Este mes, el exdirector técnico de la NSA Bill Binney se burló en The Times del poder “increíblemente intrusivo” de interceptación sin objetivos concretos que otorgaría esa normativa. El historial de navegación de cada ciudadano estará pronto en manos del Gobierno, vulnerable de ser hackeado por cualquier comerciante o extorsionador.

Bajo la estrategia Prevent del Gobierno, las universidades y escuelas deben desarrollar programas para contrarrestar “el extremismo no violento, que puede crear una atmósfera conducente al terrorismo”. La burocracia será impresionante. Se está diciendo que los colegios de educación primaria están pidiendo a los niños que se espíen unos a otros en busca de “comportamientos sospechosos”. Lo mismo deben hacer los pasajeros de los trenes Virgin, como se les pide después de cada estación.

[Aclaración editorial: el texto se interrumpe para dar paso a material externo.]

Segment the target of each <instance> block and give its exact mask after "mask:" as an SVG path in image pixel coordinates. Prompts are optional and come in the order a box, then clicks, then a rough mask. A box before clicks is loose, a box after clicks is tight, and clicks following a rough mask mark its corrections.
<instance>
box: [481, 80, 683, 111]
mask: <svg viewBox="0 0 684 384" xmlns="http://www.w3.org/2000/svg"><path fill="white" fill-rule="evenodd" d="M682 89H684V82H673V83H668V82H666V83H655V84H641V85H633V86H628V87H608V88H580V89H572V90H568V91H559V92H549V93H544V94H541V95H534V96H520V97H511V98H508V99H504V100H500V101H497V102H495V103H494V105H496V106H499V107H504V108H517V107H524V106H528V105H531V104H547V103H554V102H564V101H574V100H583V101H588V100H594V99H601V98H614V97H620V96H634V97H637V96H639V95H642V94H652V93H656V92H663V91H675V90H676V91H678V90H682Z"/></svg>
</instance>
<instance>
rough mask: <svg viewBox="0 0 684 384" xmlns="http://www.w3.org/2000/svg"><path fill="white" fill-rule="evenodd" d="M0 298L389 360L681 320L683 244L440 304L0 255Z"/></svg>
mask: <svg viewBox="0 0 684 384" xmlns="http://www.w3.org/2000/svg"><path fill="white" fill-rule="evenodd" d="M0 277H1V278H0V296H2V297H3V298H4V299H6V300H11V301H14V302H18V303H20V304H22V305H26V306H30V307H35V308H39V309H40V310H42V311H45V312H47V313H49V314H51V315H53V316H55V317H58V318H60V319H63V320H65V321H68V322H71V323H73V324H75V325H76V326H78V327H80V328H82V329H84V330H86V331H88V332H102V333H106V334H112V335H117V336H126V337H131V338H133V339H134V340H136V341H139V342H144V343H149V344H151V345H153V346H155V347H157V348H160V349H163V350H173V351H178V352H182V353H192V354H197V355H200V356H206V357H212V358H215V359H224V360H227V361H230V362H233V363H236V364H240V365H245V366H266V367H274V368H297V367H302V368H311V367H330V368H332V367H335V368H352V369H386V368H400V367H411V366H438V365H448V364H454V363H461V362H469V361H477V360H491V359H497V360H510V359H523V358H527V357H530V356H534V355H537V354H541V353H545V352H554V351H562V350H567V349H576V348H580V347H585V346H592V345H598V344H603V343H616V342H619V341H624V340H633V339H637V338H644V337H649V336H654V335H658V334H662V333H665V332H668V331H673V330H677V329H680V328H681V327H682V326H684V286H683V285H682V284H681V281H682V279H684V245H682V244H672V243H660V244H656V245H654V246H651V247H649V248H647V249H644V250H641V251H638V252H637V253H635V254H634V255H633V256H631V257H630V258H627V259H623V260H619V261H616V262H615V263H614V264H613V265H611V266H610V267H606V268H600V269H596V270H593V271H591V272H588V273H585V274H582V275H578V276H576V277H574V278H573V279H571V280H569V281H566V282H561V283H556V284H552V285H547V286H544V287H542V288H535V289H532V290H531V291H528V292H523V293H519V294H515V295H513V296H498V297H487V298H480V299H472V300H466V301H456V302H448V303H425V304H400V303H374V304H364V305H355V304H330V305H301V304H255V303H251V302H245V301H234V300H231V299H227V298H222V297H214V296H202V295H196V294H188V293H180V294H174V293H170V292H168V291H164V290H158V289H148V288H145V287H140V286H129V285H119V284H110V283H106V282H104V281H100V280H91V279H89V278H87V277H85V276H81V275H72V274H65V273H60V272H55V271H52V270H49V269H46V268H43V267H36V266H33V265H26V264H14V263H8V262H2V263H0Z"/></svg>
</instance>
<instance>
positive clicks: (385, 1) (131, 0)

Inglaterra se está volviendo la antigua Alemania del Este.

El bando del Brexit, en la persona del líder del UKIP, Nigel Farage, defiende que Bruselas demuestra la necesidad de abandonar Europa. La ministra del Interior, Theresa May, dice lo contrario: que los terroristas se desplazarían con libertad porque se tardaría 143 días en procesar muestras de ADN de terroristas, mientras que en la UE son 15 minutos.

Reaccionar a los actos terroristas de otra manera, de una forma que no beneficie al terrorismo, puede parecer difícil. Un medio libre siente el deber de informar sobre los hechos, del mismo modo que los políticos sienten el deber de demostrar que pueden proteger a la sociedad. Que sea difícil mantener el control no es excusa para promover activamente el terror. Todos los implicados en la reacción de esta semana, de los periodistas a los políticos pasando por los lobistas de la seguridad, tienen intereses en el terrorismo. Se puede hacer dinero, mucho dinero: cuanto más terrorífico se presente, más dinero se hace.

Podemos responder a los hechos de Bruselas con solidaridad tranquila y solemne, con velas y silencios. Minimizar algo no es ignorarlo. Los terroristas tienen objetivos específicos: utilizar sus atrocidades por una causa política. No hay ninguna defensa sensata en una sociedad libre contra la atrocidad. Pero sí hay una defensa contra sus objetivos: evitar la histeria, mostrar precaución y algo de valentía, no la caída de Cameron en el pánico público. No se trata de cambiar leyes, ni de invadir libertades, ni de perseguir musulmanes.

Durante las campañas más peligrosas y constantes de bombardeos del IRA en los años 70 y 80, los gobiernos laboristas y conservadores insistieron en tratar el terrorismo como algo criminal, no político. Confiaron en la Policía y en los servicios de seguridad para proteger frente a una amenaza que nunca podría ser eliminada, solo disminuida. En general funcionó, y sin daños excesivos a las libertades civiles.

Quienes viven en libertad saben que esta tiene un precio, que es un cierto grado de riesgo. Pagamos al Estado para que nos proteja, pero con serenidad, sin fanfarronerías ni espectáculos constantes. Sabemos que, en realidad, la vida en Reino Unido nunca ha sido más segura. Que algunos hagan como si ocurriera lo contrario no cambia ese hecho.

En su admirable manual Terrorism: How to Respond (Terrorismo: cómo responder), el investigador de Belfast Richard English no define la amenaza a la democracia como el “peligro limitado” de muerte y destrucción, sino como el peligro de “provocar respuestas del Estado imprudentes, extravagantes y contraproducentes”.

La amenaza de Bruselas no radica en el terror, sino en la reacción al terror. Es la reacción lo que deberíamos temer. Pero la libertad nunca sale de un búnker Cobra.